Einen ähnlichen artistischen Akt wie dieser Bauarbeiter (im Hintergrund die Grabkapelle auf dem Württemberg) müssen auch die Fellbacher Verantwortlichen bewältigen Foto: Renate Venier

Die Zinswende bestimmt auch in Fellbach die Planung der kommenden Jahre. Immerhin: 104 Millionen Euro an Investitionen sind bis 2026 für Schulen, Kindergärten, Straßen oder auch fürs neue Feuerwehrhaus vorgesehen.

Pessimistische Prognosen, düsterste Zukunftsszenarien, Untergangsstimmung – es gäbe viele Gründe, sich in diesen schwierigen von Krieg, Flüchtlingshoch, Energiekrise, Pandemie, Fachkräftemangel geprägten Zeiten hinunterziehen zu lassen. Das gilt auch für die Strategen in den Rathäusern des Rems-Murr-Kreises. Fellbachs Oberbürgermeisterin Gabriele Zull beschrieb dieses ganze düstere Konglomerat bei der Etateinbringung treffend mit dem Begriff „Polykrise“ oder „multiple Krisen“. All diese Themen belasten die kommunale Familie mehr denn je. Zulls ebenso origineller wie bitterer Kommentar: „Der Doppel-Wumms des Kanzlers zeichnet sich bei uns im Haushalt als multipler Donnerschlag ab.“

„Ganz sicher kein Stillstand!"

Und doch wollen die Verantwortlichen trotz aller trüber Aussichten und dauerhaft tagenden Krisenstäbe keine Untergangsstimmung verbreiten.
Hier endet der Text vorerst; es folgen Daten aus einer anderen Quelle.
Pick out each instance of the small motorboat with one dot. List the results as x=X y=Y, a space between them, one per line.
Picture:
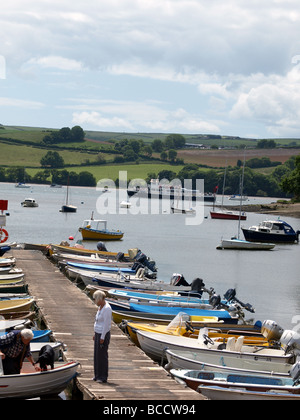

Der Fahrplan bis zum Jahr 2026, der sich in dem Haushalt widerspiegelt, soll den Menschen in der Stadt zumindest eine gewisse Orientierung bieten, was möglich ist in naher Zukunft. „Wir können und werden nicht alle Pläne ad acta legen, die wir in den vergangenen Jahren mit Ihnen zusammen auf den Weg gebracht haben“, erklärte die OB im großen Sitzungssaal gegenüber den versammelten Stadträtinnen und Stadträten, „dafür stehen wir bei den Bürgerinnen und Bürgern im Wort.“ Die Verwaltung werde „auch nicht die Hände in den Schoß legen, unsere Substanz verfallen lassen und den Klimawandel einfach kommen lassen“, auch hierzu sei man der Bürgerschaft verpflichtet. Generell gefragt: „Heißt dies Stillstand? Nein, ganz sicher nicht“, versichert Zull. Denn „wir können es uns gar nicht leisten, die Zukunftsaufgaben nicht anzugehen: Klimaschutz, Digitalisierung, Transformation, Dekarbonisierung – wo wollen Sie sparen, was wollen Sie weglassen?“ Und Zull stellte weitere Fragen: „Wie wollen Sie eine resiliente Stadtplanung umsetzen, ohne dafür Geld auszugeben? Wie Zisternen bauen, Stadtbegrünung forcieren oder neue Technologien erwägen – ohne dafür Haushaltsmittel einzustellen? Wie einen Kindergartenbau kalkulieren, ohne dass der Bauträger sichere Kosten angeben kann?“

Rems-Murr-Protest findet bundesweit Gehör

In diesen schwierigsten Zeiten seit dem Zweiten Weltkrieg, wie es oft heißt, bleibt auch in Fellbach nur das von Zull vorgegebene Motto: „Auf Sicht fahren!“ Dies sei insbesondere auch eine Folge der permanenten Aufgabenübetragungen durch höhere Ebenen, etwa Vorgaben durch den Bund, für die aber nicht entsprechend Geld bereitgestellt wird. Immerhin, der Schulterschluss der Oberbürgermeister der Großen Kreisstädte an Rems und Murr unter Federführung von Gabriele Zull als bisherige Sprecherin dieses OB-Sprengels habe „bundesweit Gehör gefunden“, so ihre Einschätzung.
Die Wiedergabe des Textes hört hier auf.